Here's a thing that happened on a product we were building with a team last year.
Three engineers — each working with AI coding tools — shipped three features in parallel over two days. All three worked perfectly in isolation. They'd each written clean code, good tests, sensible architecture. Individually, each feature was exactly what we'd asked for.
When we merged them, the application broke in ways none of them could have predicted.
Not merge conflicts. Git handled the merge without complaints. The code compiled. The test suites passed. But the product was incoherent. Feature A had restructured the data model for a customer profile page. Feature B had built a notification system that referenced the old data model. Feature C introduced a settings panel with a UX pattern that directly contradicted the flow Feature A had established. Three well-built features that, together, created a product nobody would understand how to use.
This is the orchestration problem.

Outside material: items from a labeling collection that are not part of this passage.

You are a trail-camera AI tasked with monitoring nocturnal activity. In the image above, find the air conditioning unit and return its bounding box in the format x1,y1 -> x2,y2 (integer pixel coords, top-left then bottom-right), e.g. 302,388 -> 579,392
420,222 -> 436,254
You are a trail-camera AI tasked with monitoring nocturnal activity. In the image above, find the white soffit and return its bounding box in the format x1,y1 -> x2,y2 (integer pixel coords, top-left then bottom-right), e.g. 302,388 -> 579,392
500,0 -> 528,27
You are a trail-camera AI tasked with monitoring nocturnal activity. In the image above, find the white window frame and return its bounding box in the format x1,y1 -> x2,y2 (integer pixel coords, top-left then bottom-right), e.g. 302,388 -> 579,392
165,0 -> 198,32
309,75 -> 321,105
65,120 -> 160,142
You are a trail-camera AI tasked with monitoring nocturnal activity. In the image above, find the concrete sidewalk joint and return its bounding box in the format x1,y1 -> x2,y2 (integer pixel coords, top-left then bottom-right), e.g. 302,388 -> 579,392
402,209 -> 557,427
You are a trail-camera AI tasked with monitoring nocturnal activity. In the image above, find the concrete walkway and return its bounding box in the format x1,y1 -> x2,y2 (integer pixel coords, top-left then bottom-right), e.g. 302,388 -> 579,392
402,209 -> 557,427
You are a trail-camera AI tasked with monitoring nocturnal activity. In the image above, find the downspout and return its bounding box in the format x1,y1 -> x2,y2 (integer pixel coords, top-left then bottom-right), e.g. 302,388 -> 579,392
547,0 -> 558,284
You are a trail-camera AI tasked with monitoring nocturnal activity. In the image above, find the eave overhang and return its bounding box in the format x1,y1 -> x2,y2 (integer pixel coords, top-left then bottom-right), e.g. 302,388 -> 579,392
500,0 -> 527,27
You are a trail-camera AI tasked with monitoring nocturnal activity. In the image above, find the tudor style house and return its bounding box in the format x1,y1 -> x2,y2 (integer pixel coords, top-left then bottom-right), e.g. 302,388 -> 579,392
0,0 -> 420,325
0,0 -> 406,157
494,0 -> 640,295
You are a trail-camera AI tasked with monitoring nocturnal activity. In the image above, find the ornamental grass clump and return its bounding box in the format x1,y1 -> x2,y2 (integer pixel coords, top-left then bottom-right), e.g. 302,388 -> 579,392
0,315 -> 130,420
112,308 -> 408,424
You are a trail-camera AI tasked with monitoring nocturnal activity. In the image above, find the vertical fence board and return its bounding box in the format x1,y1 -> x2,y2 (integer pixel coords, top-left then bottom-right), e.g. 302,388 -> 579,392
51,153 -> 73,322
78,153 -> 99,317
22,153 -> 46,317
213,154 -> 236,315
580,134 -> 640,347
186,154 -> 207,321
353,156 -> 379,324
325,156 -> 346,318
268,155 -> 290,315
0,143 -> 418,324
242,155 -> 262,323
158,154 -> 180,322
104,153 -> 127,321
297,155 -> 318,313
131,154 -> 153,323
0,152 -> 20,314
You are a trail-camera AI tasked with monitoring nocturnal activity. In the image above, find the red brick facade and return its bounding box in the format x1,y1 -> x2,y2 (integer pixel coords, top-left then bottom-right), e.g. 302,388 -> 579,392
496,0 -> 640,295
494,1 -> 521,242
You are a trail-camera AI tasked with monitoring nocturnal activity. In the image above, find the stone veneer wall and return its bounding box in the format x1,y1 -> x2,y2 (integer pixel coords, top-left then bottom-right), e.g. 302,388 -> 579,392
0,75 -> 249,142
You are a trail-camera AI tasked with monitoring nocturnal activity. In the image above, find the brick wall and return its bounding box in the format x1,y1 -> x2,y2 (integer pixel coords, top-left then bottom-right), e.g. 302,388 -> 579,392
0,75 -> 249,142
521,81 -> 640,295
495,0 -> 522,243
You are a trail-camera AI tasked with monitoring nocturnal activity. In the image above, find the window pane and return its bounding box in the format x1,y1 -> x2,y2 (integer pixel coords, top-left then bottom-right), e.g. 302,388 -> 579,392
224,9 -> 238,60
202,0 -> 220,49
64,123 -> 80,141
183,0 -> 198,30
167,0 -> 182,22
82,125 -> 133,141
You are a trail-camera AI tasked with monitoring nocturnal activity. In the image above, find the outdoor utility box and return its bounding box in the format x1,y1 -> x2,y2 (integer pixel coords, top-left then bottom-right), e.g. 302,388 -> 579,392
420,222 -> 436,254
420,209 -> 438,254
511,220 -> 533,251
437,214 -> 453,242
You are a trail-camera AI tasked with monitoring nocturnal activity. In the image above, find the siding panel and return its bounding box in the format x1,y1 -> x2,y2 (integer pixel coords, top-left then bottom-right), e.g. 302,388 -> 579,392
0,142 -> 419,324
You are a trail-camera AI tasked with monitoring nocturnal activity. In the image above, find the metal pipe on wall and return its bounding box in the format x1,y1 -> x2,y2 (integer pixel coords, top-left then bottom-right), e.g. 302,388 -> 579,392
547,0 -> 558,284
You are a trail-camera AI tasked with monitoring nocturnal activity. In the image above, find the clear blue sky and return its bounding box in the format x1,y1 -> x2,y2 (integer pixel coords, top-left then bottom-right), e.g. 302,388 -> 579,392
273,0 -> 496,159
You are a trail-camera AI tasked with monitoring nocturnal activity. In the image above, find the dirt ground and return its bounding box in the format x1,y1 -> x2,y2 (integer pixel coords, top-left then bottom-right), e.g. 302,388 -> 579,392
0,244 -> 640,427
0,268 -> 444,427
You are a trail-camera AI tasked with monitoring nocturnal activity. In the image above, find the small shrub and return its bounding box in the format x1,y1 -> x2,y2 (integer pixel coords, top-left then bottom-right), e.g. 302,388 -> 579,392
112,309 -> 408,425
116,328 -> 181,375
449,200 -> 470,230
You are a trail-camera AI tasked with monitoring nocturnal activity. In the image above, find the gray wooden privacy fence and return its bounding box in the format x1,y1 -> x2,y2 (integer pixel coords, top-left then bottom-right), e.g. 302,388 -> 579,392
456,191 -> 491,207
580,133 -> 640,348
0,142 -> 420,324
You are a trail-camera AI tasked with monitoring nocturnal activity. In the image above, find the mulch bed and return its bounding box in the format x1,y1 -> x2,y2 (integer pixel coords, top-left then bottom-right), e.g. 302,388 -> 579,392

And it's the one that's going to define the next era of software delivery.
Thanks for reading! Subscribe for free to receive new posts and support our work.

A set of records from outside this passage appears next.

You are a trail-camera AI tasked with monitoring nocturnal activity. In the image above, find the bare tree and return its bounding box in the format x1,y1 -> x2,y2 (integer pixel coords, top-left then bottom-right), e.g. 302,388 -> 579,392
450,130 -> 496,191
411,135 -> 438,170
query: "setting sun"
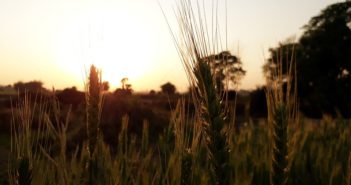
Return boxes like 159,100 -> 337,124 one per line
52,1 -> 161,90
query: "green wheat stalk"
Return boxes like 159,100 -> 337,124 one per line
162,0 -> 231,184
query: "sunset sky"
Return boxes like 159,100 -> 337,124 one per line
0,0 -> 338,91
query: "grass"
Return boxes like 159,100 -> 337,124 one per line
4,0 -> 351,185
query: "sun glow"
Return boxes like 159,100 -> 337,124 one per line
53,2 -> 156,88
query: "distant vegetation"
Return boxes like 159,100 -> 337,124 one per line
0,0 -> 351,185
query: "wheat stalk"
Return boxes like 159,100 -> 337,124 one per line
162,0 -> 231,184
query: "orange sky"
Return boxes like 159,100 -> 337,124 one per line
0,0 -> 337,91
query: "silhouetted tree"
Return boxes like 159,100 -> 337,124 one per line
161,82 -> 176,95
203,51 -> 246,91
56,87 -> 85,108
13,81 -> 45,93
115,78 -> 133,96
265,1 -> 351,117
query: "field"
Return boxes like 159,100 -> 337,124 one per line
0,0 -> 351,185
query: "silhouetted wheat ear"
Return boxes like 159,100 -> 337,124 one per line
86,65 -> 102,155
17,158 -> 32,185
271,104 -> 288,185
194,61 -> 231,184
163,0 -> 231,185
180,152 -> 192,185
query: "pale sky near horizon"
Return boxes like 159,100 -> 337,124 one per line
0,0 -> 341,91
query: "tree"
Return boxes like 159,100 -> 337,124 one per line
264,1 -> 351,117
203,51 -> 246,91
115,78 -> 133,96
102,81 -> 110,91
161,82 -> 176,95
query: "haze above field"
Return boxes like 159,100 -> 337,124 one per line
0,0 -> 338,91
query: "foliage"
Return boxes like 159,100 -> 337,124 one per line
264,1 -> 351,118
13,81 -> 45,93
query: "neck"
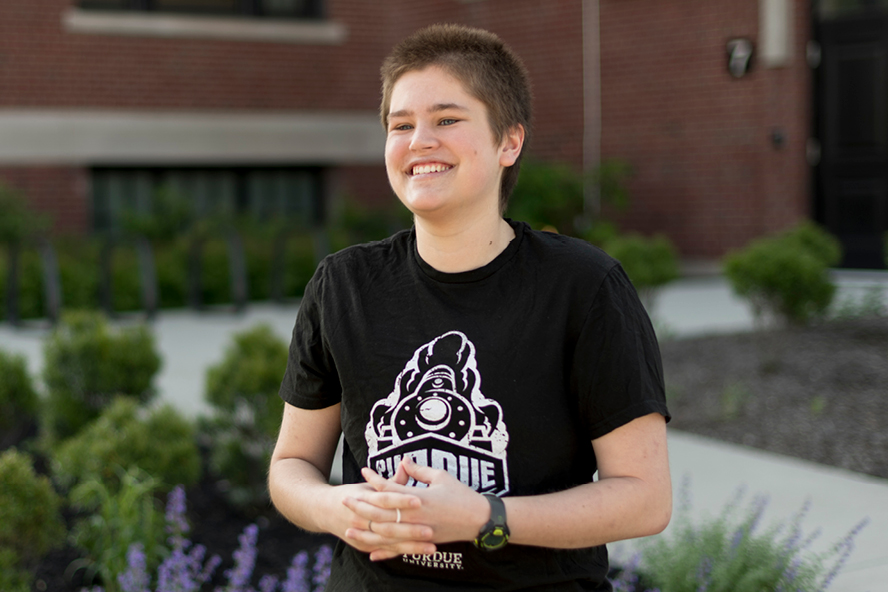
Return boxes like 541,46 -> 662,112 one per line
415,212 -> 515,273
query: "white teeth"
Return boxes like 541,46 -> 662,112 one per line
413,163 -> 450,175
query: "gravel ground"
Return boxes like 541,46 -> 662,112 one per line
660,317 -> 888,478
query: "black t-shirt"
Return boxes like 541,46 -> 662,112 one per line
281,223 -> 668,592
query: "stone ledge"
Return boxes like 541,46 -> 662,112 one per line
62,8 -> 348,45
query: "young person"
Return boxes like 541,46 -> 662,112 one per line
269,25 -> 671,592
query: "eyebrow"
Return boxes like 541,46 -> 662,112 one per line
385,103 -> 468,121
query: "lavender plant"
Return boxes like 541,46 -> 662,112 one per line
614,485 -> 868,592
109,486 -> 332,592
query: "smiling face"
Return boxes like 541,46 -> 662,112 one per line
385,66 -> 524,224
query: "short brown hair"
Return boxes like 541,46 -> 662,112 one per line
379,25 -> 533,211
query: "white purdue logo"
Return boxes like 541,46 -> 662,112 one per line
364,331 -> 509,495
401,551 -> 463,569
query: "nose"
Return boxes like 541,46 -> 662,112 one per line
410,123 -> 438,152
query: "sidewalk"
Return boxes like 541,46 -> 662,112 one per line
0,271 -> 888,592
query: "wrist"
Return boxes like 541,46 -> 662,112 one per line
465,493 -> 490,542
474,494 -> 509,551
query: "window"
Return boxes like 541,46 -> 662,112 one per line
79,0 -> 323,19
814,0 -> 888,19
92,167 -> 322,232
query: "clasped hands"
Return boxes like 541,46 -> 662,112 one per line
342,456 -> 490,561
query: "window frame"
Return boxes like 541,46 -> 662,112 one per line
89,164 -> 326,235
76,0 -> 326,20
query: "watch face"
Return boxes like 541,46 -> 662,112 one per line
481,528 -> 509,550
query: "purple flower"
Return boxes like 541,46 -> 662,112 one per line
166,485 -> 191,537
259,576 -> 278,592
697,557 -> 712,592
820,518 -> 869,592
225,524 -> 259,592
311,545 -> 333,592
117,543 -> 150,592
281,551 -> 309,592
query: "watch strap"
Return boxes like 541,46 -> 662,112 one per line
475,493 -> 509,551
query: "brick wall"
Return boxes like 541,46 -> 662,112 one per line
0,0 -> 583,231
0,165 -> 90,234
0,0 -> 387,109
0,0 -> 811,258
601,0 -> 811,258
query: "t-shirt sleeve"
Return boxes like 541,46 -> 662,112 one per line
572,264 -> 670,440
280,263 -> 342,409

For most of software's history, coordination happened implicitly. Developers worked on a shared codebase in rough sequence — one person picked up a feature, worked on it, committed it, and moved on. The next person's work started from a codebase that included the first person's changes. Context was shared through osmosis: overhearing conversations, seeing commits in the morning, picking up assumptions in standup. It wasn't formal. It didn't need to be, because the pace of work made informal coordination sufficient.
AI broke that model. Not because AI is bad at coordination — it doesn't coordinate at all.

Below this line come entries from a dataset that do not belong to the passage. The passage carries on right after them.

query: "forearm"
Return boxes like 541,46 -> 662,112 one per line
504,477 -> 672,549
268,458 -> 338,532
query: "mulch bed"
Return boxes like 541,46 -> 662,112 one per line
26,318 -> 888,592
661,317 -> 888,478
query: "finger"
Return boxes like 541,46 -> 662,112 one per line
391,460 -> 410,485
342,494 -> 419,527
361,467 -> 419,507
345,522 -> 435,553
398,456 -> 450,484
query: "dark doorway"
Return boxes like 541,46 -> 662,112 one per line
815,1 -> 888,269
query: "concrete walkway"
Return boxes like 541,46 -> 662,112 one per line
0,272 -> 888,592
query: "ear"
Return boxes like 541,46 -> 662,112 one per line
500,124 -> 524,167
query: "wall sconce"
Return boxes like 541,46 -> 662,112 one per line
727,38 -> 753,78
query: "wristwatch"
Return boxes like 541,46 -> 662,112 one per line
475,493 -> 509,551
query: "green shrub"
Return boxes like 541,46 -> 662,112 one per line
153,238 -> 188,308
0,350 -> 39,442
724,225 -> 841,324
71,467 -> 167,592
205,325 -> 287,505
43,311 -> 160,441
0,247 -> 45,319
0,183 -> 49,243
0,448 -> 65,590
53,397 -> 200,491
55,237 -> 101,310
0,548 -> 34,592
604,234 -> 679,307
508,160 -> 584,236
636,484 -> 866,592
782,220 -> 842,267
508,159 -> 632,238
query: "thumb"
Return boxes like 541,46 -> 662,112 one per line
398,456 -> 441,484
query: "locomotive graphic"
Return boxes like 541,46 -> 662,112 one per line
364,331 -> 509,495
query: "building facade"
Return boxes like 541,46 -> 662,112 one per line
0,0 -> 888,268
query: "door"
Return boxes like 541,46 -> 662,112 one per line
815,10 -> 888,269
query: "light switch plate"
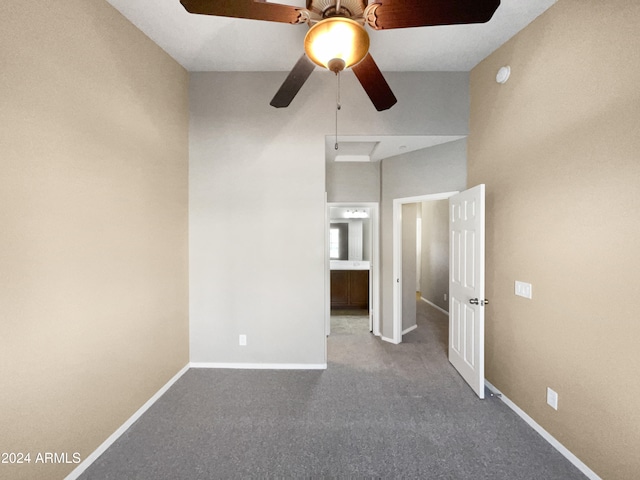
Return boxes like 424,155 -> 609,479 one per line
547,387 -> 558,410
516,280 -> 532,298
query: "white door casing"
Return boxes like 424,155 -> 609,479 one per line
449,185 -> 485,398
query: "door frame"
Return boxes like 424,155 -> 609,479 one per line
325,202 -> 380,337
391,191 -> 460,344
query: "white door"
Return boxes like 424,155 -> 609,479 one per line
449,185 -> 488,398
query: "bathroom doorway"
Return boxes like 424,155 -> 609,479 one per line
325,202 -> 380,336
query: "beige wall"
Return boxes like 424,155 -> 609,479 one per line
468,0 -> 640,479
0,0 -> 188,479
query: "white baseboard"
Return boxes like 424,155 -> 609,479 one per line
189,362 -> 327,370
65,364 -> 189,480
402,325 -> 418,335
420,297 -> 449,317
484,380 -> 602,480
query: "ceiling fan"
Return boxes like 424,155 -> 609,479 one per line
180,0 -> 500,111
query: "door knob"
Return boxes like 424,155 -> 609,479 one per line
469,298 -> 489,306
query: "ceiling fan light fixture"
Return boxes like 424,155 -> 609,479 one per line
304,17 -> 369,73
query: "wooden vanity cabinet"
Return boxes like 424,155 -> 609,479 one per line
331,270 -> 369,309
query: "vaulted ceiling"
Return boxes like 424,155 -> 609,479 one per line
107,0 -> 556,72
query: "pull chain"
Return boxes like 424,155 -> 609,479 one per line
335,72 -> 342,150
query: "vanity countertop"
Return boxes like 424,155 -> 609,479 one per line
331,260 -> 370,270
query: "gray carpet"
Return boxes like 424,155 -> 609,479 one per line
81,302 -> 586,480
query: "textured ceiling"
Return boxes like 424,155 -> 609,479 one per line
107,0 -> 556,72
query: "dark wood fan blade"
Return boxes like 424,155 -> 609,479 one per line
372,0 -> 500,30
271,53 -> 316,108
351,53 -> 398,112
180,0 -> 300,23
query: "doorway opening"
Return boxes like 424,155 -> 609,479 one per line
391,192 -> 458,344
325,202 -> 380,336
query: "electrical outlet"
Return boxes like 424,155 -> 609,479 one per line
547,387 -> 558,410
515,280 -> 532,298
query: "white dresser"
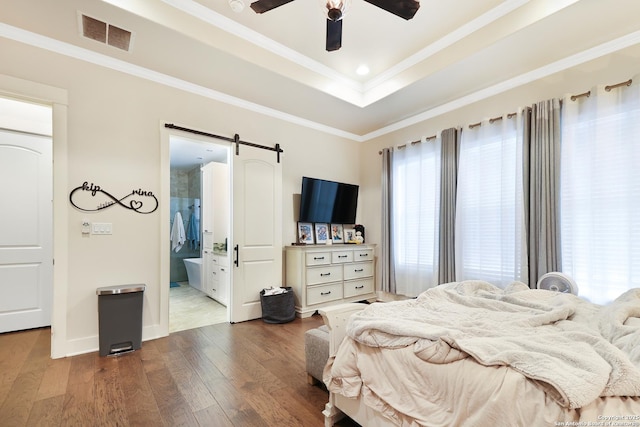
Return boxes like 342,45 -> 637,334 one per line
285,244 -> 376,317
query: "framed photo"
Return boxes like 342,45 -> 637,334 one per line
344,228 -> 356,243
298,222 -> 313,245
315,223 -> 329,245
331,224 -> 344,243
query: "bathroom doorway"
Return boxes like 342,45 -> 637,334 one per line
166,135 -> 231,333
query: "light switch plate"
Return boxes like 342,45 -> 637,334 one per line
91,222 -> 113,234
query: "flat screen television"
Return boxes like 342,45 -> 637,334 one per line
298,176 -> 358,224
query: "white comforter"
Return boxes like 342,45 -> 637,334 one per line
336,281 -> 640,409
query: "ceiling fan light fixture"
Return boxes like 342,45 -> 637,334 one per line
320,0 -> 351,21
229,0 -> 244,13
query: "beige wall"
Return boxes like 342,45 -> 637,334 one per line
0,28 -> 638,356
358,47 -> 640,288
0,38 -> 361,356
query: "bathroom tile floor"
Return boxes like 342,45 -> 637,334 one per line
169,282 -> 227,333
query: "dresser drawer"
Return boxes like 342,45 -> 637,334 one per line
344,278 -> 373,298
307,283 -> 342,305
307,265 -> 342,285
306,252 -> 331,265
353,249 -> 373,262
331,250 -> 353,264
344,262 -> 373,280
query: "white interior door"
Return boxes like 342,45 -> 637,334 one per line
229,146 -> 282,323
0,130 -> 53,332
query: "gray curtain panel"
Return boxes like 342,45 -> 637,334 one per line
438,128 -> 461,283
380,148 -> 396,294
523,99 -> 561,288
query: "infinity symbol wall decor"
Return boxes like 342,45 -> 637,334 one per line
69,181 -> 158,214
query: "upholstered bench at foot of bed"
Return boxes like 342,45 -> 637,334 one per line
304,325 -> 329,385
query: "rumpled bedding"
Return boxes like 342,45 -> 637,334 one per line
324,281 -> 640,426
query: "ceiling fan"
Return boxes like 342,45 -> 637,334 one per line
251,0 -> 420,52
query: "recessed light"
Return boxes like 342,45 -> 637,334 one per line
356,64 -> 369,76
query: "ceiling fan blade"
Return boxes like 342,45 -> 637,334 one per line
327,19 -> 342,52
251,0 -> 293,13
364,0 -> 420,20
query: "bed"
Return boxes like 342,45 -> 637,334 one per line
320,281 -> 640,427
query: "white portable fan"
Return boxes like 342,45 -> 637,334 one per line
536,272 -> 578,295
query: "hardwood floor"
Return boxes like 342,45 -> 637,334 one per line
0,315 -> 357,427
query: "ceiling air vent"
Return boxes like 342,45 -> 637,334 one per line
80,14 -> 133,52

AI generates code within whatever context you give it. If that context is stale, incomplete, or siloed, the output will betechnically correct and systemically wrong. And when you have multiple engineers working with AI simultaneously, each operating in their own context, you get parallel work that diverges fast.
This is a problem that distributed systems engineers recognized decades ago: when you parallelize, you need explicit coordination mechanisms. Eventual consistency, consensus protocols, conflict resolution strategies — these aren't academic concepts. They're the engineering response to a fundamental truth:parallel work without shared truth produces incoherent results.
The irony is sharp. The faster your team ships individual features, the more you need to invest in orchestration.
Speed without coordination doesn't produce a product. It produces a pile of features.
I've started classifying the conflicts I see on AI-assisted teams into three tiers, because not all conflicts are equal and they require different solutions.
Tier 1: Syntactic conflicts.These are your traditional merge conflicts — two people edited the same file, Git complains, someone resolves it. AI-assisted development produces more of these because more code is being written in parallel, but they're the easiest to handle. Tooling exists. Most teams manage these fine.
The syntactic tier is where most teams think the problem ends. It doesn't.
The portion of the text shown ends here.